Friday, July 15, 2011

TOP STORY > >Women file suit over their arrest

By JOAN McCOY
Leader staff writer

Two Laotian women living in Cabot’s Greystone who were convicted in October 2010 of prostitution have filed a federal lawsuit against Lonoke County, the county sheriff, two deputies and the Cabot couple who owned their home.

The women, along with the man who was cleared in court of using their services, allege that their arrests were illegal and motivated by racial and religious prejudice.

They are asking for punitive damages of a non-specified amount. They want the landlords to give back their $5,000 deposit on the house and they want the sheriff to return the $7,100 his deputies took from their home and bank accounts.

Lonoke County Pro-secutor Chuck Graham, who inherited the prostitution case from Prosecutor Will Feland, said this week that he hasn’t been served and can’t speak about any of the specifics because he hasn’t seen a copy of the lawsuit. However, one thing is sure: He can’t give back the money seized during the arrest because the women have appealed their conviction to circuit court.

“It’s still evidence and we might need it in court,” Graham said.

Reggie Koch, the Little Rock lawyer representing Jerry Richard, A.E. Sayasavnh Samontry and Pornpiemon Phouangmany, said in the suit filed July 7 that disdain by their white, Christian neighbors for the Laotian culture that was evident at Samaontry’s home (shared by her husband and Phouangmany, her sister) led to a racially and politically motivated investigation into the activities there and the illegal arrests that followed.

In October, Cabot District Judge Joe O’Bryan listened to about six hours of testimony put on by the prosecution before finding the women guilty of running a house of prostitution under the guise of a massage business at 105 Ridgecrest Square, which would have also been illegal since they didn’t have a city permit to run a business in their home

The women were each fined $590 and given 30-day suspended jail sentences, provided there are no more offenses. All the charges were misdemeanors. They have since moved to Texas and no date has been set for their appeal to circuit court.

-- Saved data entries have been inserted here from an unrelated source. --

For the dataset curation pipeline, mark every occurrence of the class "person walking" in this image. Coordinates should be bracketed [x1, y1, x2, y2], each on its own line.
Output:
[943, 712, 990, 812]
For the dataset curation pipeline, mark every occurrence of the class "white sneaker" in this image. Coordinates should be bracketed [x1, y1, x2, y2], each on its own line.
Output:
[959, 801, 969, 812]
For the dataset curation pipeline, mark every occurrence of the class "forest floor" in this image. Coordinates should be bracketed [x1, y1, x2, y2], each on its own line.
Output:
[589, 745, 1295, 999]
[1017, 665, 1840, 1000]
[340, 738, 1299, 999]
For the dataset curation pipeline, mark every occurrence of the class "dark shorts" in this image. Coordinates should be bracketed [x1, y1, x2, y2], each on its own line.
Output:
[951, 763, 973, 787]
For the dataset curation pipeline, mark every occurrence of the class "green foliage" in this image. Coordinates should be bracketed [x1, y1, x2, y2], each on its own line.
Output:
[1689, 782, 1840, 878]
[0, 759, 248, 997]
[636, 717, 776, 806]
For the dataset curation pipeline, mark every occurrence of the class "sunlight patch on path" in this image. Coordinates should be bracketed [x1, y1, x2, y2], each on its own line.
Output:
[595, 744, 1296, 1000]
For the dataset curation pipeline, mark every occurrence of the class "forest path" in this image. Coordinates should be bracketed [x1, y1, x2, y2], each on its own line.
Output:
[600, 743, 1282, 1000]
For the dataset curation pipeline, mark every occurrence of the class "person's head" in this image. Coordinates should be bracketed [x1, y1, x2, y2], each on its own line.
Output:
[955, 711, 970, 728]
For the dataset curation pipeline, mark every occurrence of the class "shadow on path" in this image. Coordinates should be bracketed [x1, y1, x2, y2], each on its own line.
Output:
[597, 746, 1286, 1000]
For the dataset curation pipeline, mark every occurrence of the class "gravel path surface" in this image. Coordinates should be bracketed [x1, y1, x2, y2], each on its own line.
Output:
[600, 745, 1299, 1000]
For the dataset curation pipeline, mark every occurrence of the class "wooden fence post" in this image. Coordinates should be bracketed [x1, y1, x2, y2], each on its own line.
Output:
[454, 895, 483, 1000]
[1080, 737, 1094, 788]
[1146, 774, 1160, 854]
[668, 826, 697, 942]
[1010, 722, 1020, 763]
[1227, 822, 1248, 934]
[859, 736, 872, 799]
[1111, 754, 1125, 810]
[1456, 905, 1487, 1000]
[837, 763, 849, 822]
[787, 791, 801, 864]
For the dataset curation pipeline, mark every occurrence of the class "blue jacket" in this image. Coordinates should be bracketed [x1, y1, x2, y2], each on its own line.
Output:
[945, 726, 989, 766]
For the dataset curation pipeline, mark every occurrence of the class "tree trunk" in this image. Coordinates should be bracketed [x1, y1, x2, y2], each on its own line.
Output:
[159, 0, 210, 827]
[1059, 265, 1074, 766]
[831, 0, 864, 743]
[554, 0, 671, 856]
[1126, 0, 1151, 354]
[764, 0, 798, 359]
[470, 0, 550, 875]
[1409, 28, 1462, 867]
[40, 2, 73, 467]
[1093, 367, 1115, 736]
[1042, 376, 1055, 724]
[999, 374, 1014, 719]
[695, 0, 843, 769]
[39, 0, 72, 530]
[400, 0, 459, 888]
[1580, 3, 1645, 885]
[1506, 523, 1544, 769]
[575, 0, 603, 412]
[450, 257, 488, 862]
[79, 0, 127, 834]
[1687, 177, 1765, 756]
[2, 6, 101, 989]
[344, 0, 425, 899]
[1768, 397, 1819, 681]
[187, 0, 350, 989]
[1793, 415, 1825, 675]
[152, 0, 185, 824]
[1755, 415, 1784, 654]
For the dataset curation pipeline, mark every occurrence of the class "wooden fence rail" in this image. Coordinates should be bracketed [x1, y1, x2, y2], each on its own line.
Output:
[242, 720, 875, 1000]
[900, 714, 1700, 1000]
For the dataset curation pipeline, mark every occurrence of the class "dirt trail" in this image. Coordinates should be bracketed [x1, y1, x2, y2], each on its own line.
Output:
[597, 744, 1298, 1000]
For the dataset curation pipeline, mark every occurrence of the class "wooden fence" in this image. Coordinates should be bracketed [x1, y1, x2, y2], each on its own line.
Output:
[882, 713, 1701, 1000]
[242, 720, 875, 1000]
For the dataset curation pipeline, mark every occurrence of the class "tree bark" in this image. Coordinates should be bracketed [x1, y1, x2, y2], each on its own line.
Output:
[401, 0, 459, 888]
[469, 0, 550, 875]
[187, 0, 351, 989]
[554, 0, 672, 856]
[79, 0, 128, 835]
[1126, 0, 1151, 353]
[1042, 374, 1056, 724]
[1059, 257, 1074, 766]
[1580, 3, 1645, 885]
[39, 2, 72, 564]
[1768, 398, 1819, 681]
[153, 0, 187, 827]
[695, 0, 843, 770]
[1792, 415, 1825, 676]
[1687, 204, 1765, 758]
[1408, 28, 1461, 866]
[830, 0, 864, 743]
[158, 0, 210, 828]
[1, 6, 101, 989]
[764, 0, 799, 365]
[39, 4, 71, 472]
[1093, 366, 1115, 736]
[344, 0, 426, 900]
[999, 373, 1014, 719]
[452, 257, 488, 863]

Since the sheriff’s department made the arrest inside city limits, the county was responsible for prosecuting. John Huggins, the deputy who prosecuted the case, said after the judge’s ruling that he was satisfied despite the not-guilty verdict for Richard.

“From our perspective, that prostitution house that we believe was operating for a long time has been shut down. That’s what we’re happy about,” Huggins said.

Cabot Police Chief Jackie Davis and then-Mayor Eddie Joe Williams expressed displeasure, when the three were arrested, over the sheriff coming inside city limits.

Technically, the sheriff has jurisdiction over the entire county, but as a matter of courtesy, cities usually take care of all the territory inside their incorporated limits and the sheriff takes care of the unincorporated areas. Davis said then that he had heard complaints about the house, but that his department takes more time building a case.

Richard had been divorced from Samontry for two and a half years and she was remarried to a Laotian at the time she was convicted of prostitution. Richard said then that the case should have been dismissed for lack of evidence.

“I’ve known her for 12 years and obviously we have a lot of fun together,” he told The Leader as the left the courtroom in 2010.

The evidence against the women included a black book with names of men believed to be customers, a sheet of paper containing prices, pictures of scantily clad women taken from a computer that were identical to those on an internet site advertising adult entertainment and a packing slip for 1,000 condoms.

Detectives who entered the house after watching traffic for about two days said during the trial in district court that Samontry was naked except for a towel. Richard was lying naked except for a towel across his genitals on a cot spread with white towels.

Kevin and Bonnie Blakely —who along with the sheriff, and deputies Jim Kulesa and Keenan Carter are named in the federal lawsuit—lived next door to the house they rented to Jimmy and AE Samontry for $1,300 a month.

Bonnie Blakely testified in district court that men driving expensive cars came and went most days until about 10 p.m.

“I’d sit on the back porch and just watch,” Blakely said during the October trial.

Men would drive by slowly as if looking for a particular house, she said. Then the garage door would open; they would drive in and the door would close behind them; they would stay about an hour and leave.

“It looked like prostitution going on,” she said.

Blakely said she recalled that she called Cabot police in the summer of 2009 after she had been watching the house for several months. The Cabot police took no action, she said, so she called the sheriff’s department in May 2010.

At one point, the Samontrys rented a house across the street and apparently worked from it for three months until they were evicted, Blakely said.

They didn’t appear to live in it, she said, because she would see several Asian women walking across the street to her rental house at about 10 p.m.

Koch says in the complaint filed in federal court that the sheriff had no authority to arrest Richard on the misdemeanor charge of patronizing a prostitute because the alleged offense was not committed in the presence of a law-enforcement officer and the deputies did not have a warrant for his arrest.

By Arkansas law, the arrests are considered false imprisonment, the complaint said.